See also: http://gothamist.com/2016/02/04/sixth_ave_bike_lane.php
And in any case, here's what it tends to look like in a lot of places: https://goo.gl/6nGUfz
* Open car door with a guy probably unaware of any bicyclists coming up behind him. I would 100% have to go into traffic to avoid him, to make sure he doesn't step back and elbow me.
* A truck half in the bike lane. I'd probably risk just riding up against it, since I can see them unloading - unless they're standing right next to the bike lane.
* Lady getting into a taxi cab. I have to either stop and wait, or cross an entire lane of traffic to go around them.
* Black SUV up ahead is also parked - in the intersection - doing god knows what with a passenger: http://goo.gl/3jYdOb
* http://goo.gl/gCkKVT Fresh Directly In The Bike Lane
* http://goo.gl/1cXmLX Goodbye, bike lane, and good riddance.
Now, you can say I cherry-picked the bad examples, and you'd be correct. But I cherry picked them by going down 6th Ave in Google Streetview. These are all examples I would run into on my daily bike commute.

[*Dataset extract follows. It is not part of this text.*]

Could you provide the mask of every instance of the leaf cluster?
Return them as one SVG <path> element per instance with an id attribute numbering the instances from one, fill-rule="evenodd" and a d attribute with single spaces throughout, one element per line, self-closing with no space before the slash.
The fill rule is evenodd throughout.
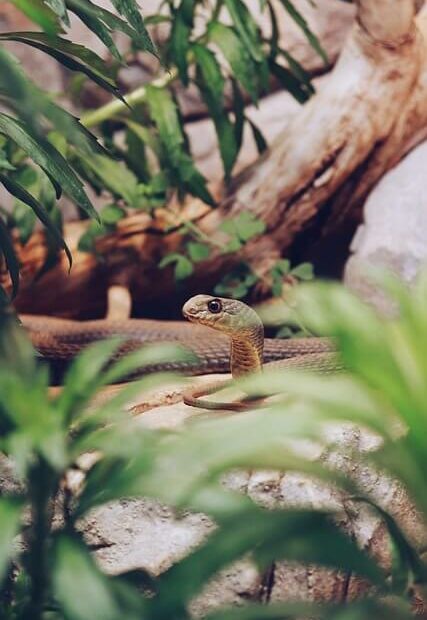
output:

These aren't once-a-week or once-a-day examples; if I rode down today and counted, I'd probably see more examples of things that directly impact my safety.
Here are two incredibly unsafe types, but for some reason the one's being installed right now in the Bay Area at least:
I just don't get it.
You can also go one better with the bike lanes, with a kerb between the road and the lane: http://portlandtribune.com/images/artimg/00003517543605.jpg (Copenhagen).
In fact, the street in your first picture (also Copenhagen) has been improved, with this arrangement on one side: https://firstname.lastname@example.org,12.5605277,3a,75y,218... -- it looks like some parking has been removed to achieve this.
But indeed, Schutzstreifen next to parked cars often have the problem that you either have to veer into traffic (or traffic veers into you), or get doored (I don't recall that it's mandatory to keep your distance to parked cars, though, it's just in your own best interest). Even though motorists are required to keep 1.5 m distance to you there, very few do, since apparently the dashed line implies that you're safe enough from them ...
Going out and painting new lanes, that is stepping things up a notch. That will get police involved. That will create liabilities should any accident occur due to your new lane designations.
Speed bumps, chicanes and chokers have become very common in france over the last 10 years or so. They used to only be found in centers of pretty large cities but these days you can find them on any old "local" country road.
These are more historical remnants, new codes don't really allow for that but if a village was there at the time people still mostly used horse-drawn carts (which was very common until post-war) they weren't going to tear down all the houses to build the road.
It leads to interesting situations e.g. A380 parts heading to the final assembly line near Toulouse go through Levignac, some parts have inches of clearance from the houses.
(The signs are extremely clear on the approach to this.)
The city has a ton of work to do, but it is really picky about how it is done and how it gets paid for. If it planned out the work out in advance, community organizations like the SFMTrA could claim the low hanging fruit and comply with the official requirements. If it fails inspection the city can tear it down just like they are doing now.
Actually, I bet I can guess the answer.
Personally I'd say it's more of a reaction to the often glacial pace of government action. Cities like SF, Seattle, and NYC have embraced Vision Zero's safety-oriented goals in theory, but are moving very slowly indeed to meet them.
These groups are actually helping the city meet their own self-imposed targets. How does that translate to "fuck democracy"? More like "fuck overly bureaucratic processes" if anything.
Like Tullius mentions, these are improvements that should have been installed by the government (and may be eventually), but which aren't due to incredibly untimely bureaucratic processes.
Maybe the guerrilla group should try and tackle some of the regulations and laws rather than point the finger at the SFMTA?